The UK NEA conceptual framework has been adapted to fit an UK Ecosystem Assessment:
⇒ The classifications of ecosystems ("broad habitat" types), ecosystem services, change processes and goods are all in the context of the UK.
⇒ It incorporates the elements that economists need for economic valuation; explicitly using "marginal changes" not total values and identifying final services to avoid double counting.

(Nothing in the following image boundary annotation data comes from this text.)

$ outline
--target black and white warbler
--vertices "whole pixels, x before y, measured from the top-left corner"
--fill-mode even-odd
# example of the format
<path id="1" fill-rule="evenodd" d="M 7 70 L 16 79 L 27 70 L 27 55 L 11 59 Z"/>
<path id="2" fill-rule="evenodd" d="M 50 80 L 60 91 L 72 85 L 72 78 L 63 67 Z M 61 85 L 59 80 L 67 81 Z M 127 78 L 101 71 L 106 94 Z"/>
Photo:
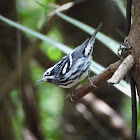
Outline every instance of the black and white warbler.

This component will also assess the ecosystem contributions to goods/benefits.
⇒ It incorporates measures of well-being for non-economic values.
⇒ It separates out the underpinning natural and social processes from the outputs from ecosystems from which people benefit.
⇒ It explicitly recognises the remit of the UK NEA to consider policy relevant changes occurring over a defined timespan. These are implemented through a series of scenarios regarding feasible and decision pertinent changes in the environment, markets and policy.
⇒ It considers the role biodiversity plays in three different ways.